Could the Chinese really be interested in Balfour Beatty?
The Sunday Times story that China Civil Engineering Construction Corporation had made an approach to the UK’s biggest contractor has certainly caused a stir.
Whether it happens or not, the notion certainly has a great deal of plausibility.
Chinese ambitions in UK infrastructure grow week by week, with a number of major investments. On the back of this, the Chinese government is keen to see spin-offs for its construction and manufacturing capability.
So far, Chinese firms have taken tentative steps into Britain and are doing so in joint venture with UK firms to learn about the market, though one Chinese contractor has recently gone it alone in winning a £300m contract with Swansea Tidal Lagoon.
But what better way to really ramp up ambitions than to buy a British company like Balfour Beatty?
“Chinese ambitions in UK infrastructure grow week by week, with a number of major investments”
The £8bn-turnover firm’s troubles may be deep but its technical expertise and client base still make it an attractive proposition.
Those with longer memories might remember the big push by Japanese contracting giants 20 years ago who made their mark in Britain on the back of inward investment, only to retreat several years later as new factories dried up.
Buying a big UK operation also provides a more obvious way of extending business beyond those projects with Chinese money, providing a solid and sustainable platform to build from in future.
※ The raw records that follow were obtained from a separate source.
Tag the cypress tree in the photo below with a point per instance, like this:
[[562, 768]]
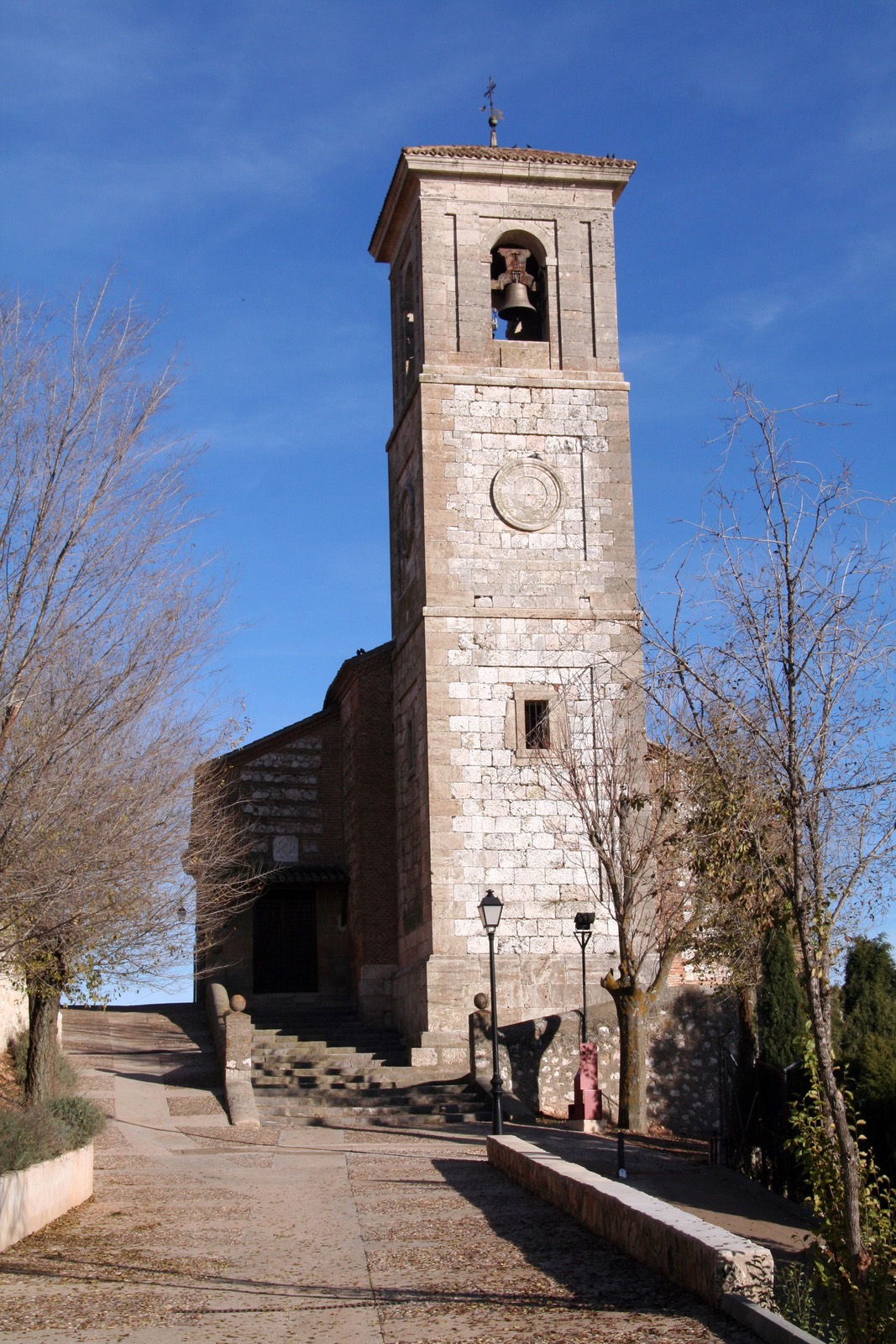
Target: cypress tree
[[868, 1042]]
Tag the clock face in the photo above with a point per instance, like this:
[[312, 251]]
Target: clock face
[[527, 495]]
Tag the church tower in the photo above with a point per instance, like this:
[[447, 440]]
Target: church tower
[[512, 559]]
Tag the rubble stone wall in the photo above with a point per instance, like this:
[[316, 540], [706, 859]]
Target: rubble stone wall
[[540, 1057]]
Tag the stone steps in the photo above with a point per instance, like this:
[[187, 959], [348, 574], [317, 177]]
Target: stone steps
[[325, 1066]]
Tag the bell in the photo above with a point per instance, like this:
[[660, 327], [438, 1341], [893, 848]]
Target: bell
[[515, 299]]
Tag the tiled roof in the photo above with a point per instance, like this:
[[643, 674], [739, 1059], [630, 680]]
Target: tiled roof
[[515, 155]]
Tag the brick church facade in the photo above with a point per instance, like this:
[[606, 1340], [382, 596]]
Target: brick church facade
[[383, 819]]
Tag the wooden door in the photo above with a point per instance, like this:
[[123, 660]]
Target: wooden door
[[285, 940]]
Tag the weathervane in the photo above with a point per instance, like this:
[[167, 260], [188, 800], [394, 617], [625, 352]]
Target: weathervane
[[495, 113]]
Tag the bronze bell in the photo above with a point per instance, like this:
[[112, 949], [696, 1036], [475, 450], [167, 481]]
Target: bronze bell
[[515, 300]]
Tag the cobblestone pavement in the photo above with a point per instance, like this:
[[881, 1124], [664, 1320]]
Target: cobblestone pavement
[[311, 1236]]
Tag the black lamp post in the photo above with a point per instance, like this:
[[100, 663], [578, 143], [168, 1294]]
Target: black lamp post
[[584, 922], [490, 907]]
Infrastructure needs open minds
You never have to look far to be reminded how cumbersome and protracted it can be delivering new infrastructure. It’s now looking likely, for example, that ministers will not respond to the Davies Commission on aviation until the end of the year, provoking fears of further prevarication over a new runway for the South-east.
Another long-running saga is the £1.3bn A14 improvement in Cambridgeshire. The project was abandoned after the 2010 election as austerity kicked in.
Highways England has this week retendered work after bids failed on quality concerns over safety proposals. That’s fair enough - and shows the agency means business in terms of safety.
“It’s a shame such a sensible proposal should be lost simply because it was commissioned by Ed Balls”
Nevertheless, it clearly throws up a bit of a challenge to contractors yet to get their minds around these new challenges.
Whatever the merits of the approach being taken, our on-off approach to schemes fuels the reputation that infrastructure in the UK is still too risky.
In an interview with Construction News this week, Sir John Armitt reaffirmed his idea of an infrastructure commission to bring more certainty to the decision-making process and less susceptibility to political vagaries.
With a great deal riding on private investment to fund UK infrastructure, is it time for the government to rethink its long-term approach to planning?
Yes Sir John’s was a Labour-backed idea, but the Conservatives could find a way of adopting it?
It’s a real shame such a rational and sensible proposal should be lost simply because it was commissioned by Ed Balls.